There is a possible alternative. This, however, would only work if the regional groups had certain groups/factions/alliances that would never meet in "combat." You could make the deck using the four standard suits, then for the court cards, create courts for five groups that are allied as I described above and make them in a single, common suit, doing this for all the regional groups. One would then just mix and match only the court cards, not the entire suit, as long as they didn't mind not having their allies in an opposed suit. A typical example might be as follows:
19 regional groups
Groups 1-5 are "allied" with each other, as are 6-10, 11-15 and 16-19.
Make Ace through Ten in standard suits.
Groups 1-5 are all "spades" - you have five sets of three court cards each, one for each group in the "alliance," from which you can assemble the court cards for your deck.
Groups 6-10 are all "hearts," 11-15 are "clubs" and 16-19 are "diamonds," each organized as described above, with the diamonds only having four regional groups sharing a suit/alliance.

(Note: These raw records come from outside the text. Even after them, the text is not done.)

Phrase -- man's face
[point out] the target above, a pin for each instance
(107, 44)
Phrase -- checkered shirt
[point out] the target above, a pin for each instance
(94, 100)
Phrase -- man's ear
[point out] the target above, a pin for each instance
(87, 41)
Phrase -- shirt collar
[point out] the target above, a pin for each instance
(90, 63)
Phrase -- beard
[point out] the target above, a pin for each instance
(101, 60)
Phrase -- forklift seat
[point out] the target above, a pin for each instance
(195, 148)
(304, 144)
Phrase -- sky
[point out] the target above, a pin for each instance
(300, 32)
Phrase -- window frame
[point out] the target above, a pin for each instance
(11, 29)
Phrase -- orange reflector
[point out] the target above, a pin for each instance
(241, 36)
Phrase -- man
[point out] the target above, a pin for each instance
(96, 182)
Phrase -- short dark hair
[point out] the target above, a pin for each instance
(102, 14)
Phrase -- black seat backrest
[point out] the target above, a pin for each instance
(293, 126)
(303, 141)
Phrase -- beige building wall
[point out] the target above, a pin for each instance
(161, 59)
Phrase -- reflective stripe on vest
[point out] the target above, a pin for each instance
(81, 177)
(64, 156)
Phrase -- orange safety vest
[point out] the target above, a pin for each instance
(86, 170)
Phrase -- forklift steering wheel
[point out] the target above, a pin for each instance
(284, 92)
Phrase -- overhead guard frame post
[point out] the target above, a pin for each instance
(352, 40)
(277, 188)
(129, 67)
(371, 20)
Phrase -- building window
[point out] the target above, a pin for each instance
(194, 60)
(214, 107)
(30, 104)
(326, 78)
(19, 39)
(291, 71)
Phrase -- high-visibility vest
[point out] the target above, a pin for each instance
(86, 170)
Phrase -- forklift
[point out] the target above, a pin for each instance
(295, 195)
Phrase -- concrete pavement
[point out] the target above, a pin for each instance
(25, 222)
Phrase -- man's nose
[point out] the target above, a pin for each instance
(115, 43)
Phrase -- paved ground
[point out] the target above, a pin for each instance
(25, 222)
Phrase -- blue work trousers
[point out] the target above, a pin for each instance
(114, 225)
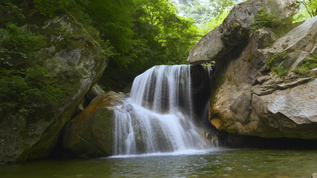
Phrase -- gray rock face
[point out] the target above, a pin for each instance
(236, 28)
(209, 47)
(78, 63)
(90, 133)
(252, 100)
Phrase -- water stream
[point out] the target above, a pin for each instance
(158, 115)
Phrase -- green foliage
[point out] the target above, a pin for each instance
(48, 7)
(9, 11)
(266, 19)
(306, 67)
(17, 46)
(214, 22)
(310, 6)
(135, 35)
(24, 85)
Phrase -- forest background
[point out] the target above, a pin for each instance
(134, 35)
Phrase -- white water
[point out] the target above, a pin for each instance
(158, 115)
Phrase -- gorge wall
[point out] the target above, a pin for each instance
(265, 79)
(78, 63)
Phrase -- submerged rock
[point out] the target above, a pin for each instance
(90, 134)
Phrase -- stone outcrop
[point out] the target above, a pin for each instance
(78, 63)
(236, 28)
(90, 133)
(264, 84)
(251, 98)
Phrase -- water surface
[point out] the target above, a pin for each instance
(211, 163)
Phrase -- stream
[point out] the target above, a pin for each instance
(217, 162)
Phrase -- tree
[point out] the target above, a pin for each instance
(311, 7)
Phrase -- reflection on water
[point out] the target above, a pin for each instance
(212, 163)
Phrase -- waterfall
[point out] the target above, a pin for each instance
(157, 117)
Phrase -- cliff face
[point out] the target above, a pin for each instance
(265, 80)
(78, 63)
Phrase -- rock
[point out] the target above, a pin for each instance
(299, 44)
(95, 91)
(209, 48)
(90, 133)
(78, 63)
(256, 102)
(236, 29)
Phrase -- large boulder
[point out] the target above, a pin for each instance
(266, 92)
(236, 28)
(78, 63)
(90, 134)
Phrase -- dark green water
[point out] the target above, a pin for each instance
(213, 163)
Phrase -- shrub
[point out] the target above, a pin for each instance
(25, 86)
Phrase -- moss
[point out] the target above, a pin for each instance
(306, 67)
(266, 19)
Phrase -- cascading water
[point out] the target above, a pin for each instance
(158, 115)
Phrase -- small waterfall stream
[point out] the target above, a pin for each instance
(157, 117)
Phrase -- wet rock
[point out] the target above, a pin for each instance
(78, 63)
(90, 133)
(250, 99)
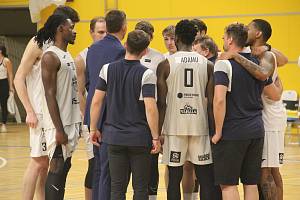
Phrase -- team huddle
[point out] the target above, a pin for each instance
(216, 117)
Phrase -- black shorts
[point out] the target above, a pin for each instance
(234, 159)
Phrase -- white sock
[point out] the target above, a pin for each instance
(195, 195)
(187, 196)
(152, 197)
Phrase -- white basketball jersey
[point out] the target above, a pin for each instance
(186, 112)
(34, 84)
(66, 91)
(274, 113)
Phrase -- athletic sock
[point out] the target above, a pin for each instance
(195, 196)
(152, 197)
(187, 196)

Done in this manner, you would create a total of 99 cards - enough to fit comfortably on two deck sheets, thus being the equivalent of making only two decks instead of five. The cost of production would drop significantly as every single deck will have all the cards in it, allowing you to take advantage of bulk pricing, and people using the decks could mix and match the courts in any manner they saw fit by purchasing just one "double-sized" deck, leaving you without all the logistic headaches you're in for if you use your present concept. Joe Renfaire gets the deck of his dreams without having to mortgage the house in the process. And most importantly, you're not left holding the bag for a bunch of extra suits groups that didn't and won't sell. You might even be able to afford fun things like metallic inks on the cards, a custom deck seal, embossed tuck boxes, etc., depending on how popular the cards end up being - all of those additional features can be structured as stretch goals so the costs are guaranteed to be covered.